Lava Fit's "Summer Break"...

Lava Fit is taking a summer break during July and August - starting back with running and conditioning in September.
Also available in September - Private Sessions! The workout will be designed around your fitness level and goals.

For those Lava Fit gals still on island this summer, I encourage you to continue your fitness routine throughout July and August by meeting for regular Tuesday and Thursday runs... and I'll continue checking in on you ;) Also, several of our regulars are moving off island this summer. Let's keep building our fitness group by 'recruiting' friends over the summer - because working out alone is no fun! More information about classes and start date coming soon.

During your summer workouts, here's something to keep in mind:

HOT - WEATHER EXERCISE from IDEA Health & Fitness Association

You love to exercise outside in the fresh air, but certain times during the year are hot and sticky (especially on the mainland!). Knowing how to handle these out-door conditions will protect you from fatigue and heat-related diseases.

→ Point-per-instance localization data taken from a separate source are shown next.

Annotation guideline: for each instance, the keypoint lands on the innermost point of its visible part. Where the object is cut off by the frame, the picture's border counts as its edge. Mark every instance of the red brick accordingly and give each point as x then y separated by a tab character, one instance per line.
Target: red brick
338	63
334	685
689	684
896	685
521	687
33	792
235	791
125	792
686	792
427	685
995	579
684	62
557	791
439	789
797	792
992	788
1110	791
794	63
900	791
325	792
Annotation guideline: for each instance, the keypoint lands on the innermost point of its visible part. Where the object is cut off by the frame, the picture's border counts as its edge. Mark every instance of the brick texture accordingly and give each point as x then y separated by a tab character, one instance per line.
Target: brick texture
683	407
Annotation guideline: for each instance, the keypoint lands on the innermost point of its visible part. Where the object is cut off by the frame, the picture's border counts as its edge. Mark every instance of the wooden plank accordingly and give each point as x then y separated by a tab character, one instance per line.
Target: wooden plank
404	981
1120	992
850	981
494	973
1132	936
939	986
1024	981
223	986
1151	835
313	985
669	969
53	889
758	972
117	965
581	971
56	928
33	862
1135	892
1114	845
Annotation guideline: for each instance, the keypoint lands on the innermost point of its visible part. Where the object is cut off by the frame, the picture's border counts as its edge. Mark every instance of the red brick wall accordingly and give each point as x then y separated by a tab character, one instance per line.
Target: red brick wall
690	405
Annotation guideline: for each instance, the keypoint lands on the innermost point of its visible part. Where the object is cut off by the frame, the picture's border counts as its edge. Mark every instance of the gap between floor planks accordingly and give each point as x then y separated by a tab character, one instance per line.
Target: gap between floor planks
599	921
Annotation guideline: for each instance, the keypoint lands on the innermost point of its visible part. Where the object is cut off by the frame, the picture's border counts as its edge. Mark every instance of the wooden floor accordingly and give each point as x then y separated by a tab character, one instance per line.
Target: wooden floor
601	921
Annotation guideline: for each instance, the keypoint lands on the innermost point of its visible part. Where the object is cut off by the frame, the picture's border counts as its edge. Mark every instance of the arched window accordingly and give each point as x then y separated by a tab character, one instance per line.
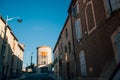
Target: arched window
83	63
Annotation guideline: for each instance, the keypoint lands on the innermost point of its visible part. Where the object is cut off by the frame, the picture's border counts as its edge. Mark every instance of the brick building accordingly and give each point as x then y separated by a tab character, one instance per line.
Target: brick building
95	26
11	55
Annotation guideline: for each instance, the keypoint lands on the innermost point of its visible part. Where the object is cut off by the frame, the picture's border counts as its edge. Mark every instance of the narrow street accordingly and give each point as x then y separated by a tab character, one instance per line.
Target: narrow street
35	76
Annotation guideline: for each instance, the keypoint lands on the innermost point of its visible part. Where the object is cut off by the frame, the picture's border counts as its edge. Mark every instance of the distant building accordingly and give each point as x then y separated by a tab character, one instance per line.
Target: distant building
95	26
44	57
64	63
11	56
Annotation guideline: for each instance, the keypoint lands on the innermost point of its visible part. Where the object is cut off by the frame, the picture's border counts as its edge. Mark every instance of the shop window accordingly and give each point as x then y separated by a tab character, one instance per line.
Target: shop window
83	63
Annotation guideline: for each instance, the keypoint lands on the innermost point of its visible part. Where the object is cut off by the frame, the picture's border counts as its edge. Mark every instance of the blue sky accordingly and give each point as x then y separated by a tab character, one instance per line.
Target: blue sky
42	22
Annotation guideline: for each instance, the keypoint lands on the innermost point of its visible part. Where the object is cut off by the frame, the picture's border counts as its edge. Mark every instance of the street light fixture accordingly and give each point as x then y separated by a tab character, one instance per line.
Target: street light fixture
4	44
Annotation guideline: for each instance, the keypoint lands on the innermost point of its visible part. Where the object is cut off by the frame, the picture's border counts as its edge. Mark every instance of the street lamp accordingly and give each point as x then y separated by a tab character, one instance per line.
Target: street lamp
4	44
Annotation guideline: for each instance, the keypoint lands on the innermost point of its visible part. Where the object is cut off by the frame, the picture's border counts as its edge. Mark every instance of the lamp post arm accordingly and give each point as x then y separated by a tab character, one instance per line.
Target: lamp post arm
8	19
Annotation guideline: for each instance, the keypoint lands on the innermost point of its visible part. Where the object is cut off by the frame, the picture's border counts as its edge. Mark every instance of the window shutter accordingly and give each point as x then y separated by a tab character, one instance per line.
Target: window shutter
73	12
78	30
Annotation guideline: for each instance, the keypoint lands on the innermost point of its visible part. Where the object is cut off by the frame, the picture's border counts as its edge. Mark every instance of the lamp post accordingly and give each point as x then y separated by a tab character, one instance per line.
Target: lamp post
4	44
31	58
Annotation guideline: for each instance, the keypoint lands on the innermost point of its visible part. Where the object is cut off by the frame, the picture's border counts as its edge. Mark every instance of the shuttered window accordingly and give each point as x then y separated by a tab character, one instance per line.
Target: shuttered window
78	30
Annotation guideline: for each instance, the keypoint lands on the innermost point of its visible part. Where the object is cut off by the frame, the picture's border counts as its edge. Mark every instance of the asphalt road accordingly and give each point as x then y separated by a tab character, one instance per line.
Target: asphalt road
36	76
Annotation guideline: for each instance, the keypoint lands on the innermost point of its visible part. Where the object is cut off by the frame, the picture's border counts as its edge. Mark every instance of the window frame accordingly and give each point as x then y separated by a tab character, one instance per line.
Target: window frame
83	63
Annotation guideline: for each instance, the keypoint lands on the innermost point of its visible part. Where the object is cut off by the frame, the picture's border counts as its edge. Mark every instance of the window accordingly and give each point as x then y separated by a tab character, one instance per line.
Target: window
65	49
82	63
117	45
66	32
112	5
14	44
69	45
90	17
75	9
78	30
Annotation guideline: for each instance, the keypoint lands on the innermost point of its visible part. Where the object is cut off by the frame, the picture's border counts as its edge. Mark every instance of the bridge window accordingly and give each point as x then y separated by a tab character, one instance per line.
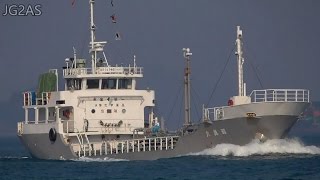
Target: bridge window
74	84
109	83
125	84
93	83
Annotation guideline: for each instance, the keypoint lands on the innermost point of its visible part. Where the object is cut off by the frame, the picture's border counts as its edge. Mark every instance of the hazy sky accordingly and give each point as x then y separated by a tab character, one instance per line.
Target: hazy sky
281	42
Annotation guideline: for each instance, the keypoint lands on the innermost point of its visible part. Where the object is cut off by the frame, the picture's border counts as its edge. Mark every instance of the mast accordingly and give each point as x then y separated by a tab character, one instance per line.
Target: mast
240	61
187	112
92	29
96	47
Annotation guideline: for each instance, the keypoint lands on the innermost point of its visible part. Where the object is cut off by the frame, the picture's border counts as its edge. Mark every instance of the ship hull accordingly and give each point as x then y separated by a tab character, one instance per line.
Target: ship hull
239	131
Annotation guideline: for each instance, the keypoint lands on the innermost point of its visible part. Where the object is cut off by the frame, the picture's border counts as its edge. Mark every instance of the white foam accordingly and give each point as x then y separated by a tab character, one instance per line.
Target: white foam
106	159
280	146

- Hydrate: beginning a workout fully hydrated or even 'hyperhydrating' (hydrating to a greater degree than normal) before a workout can delay dehydration during exercise, maintain exercise performance and decrease the risk for heat-related illnesses.
A good indicator of your hydration levels is urine color. The lighter the urine color, the better the level of hydration. Your urine should look like lemonade rather than apple juice.
- What should you drink?
Before exercise: Drink 500 ml 2 hours before exercise (1 cup = 250 ml)
During exercise: Drink about 200 ml every 15-20 minutes, aiming to match fluid intake and sweat loss. Maintain 400-600 ml of fluid in the stomach to optimize gastric emptying
After exercise: Drink 1 liter per kilogram of weight lost during exercise.
- Sodium: sodium intake is necessary only if exercise lasts more than 60 minutes or if you have sodium deficiency. Before, during and after exercise, consume 0.5 - 0.7 gram per L of fluid
- Glycerol: Drinks that contain glycerol cause fluid retention. This effect facilitates hyperhydration, protects against dehydration and maintains core body temperature.
Before exercise: Ingest 1.2 g per kg of body weight in a 20% glycerol solution within a 30-minute period, followed by 26 ml of water per kg of body weight, distributed over the 90 minutes prior to exercise. (1 kg = 2.205 lbs)
During exercise: Ingest 0.125 g per kg of body weight mixed in 5 ml of fluid per kg of body weight
After exercise: Ingest 1.0 g per kg of body weight mixed in 1.5 L of fluid
- Acclimatize: Chronically exposing yourself to hot and humid environment stimulates adaptations that lesson the stress. Therefore, take 2 weeks of slowly introducing yourself to the heat to be fully acclimatized and prepared for prolonged continuous exercise.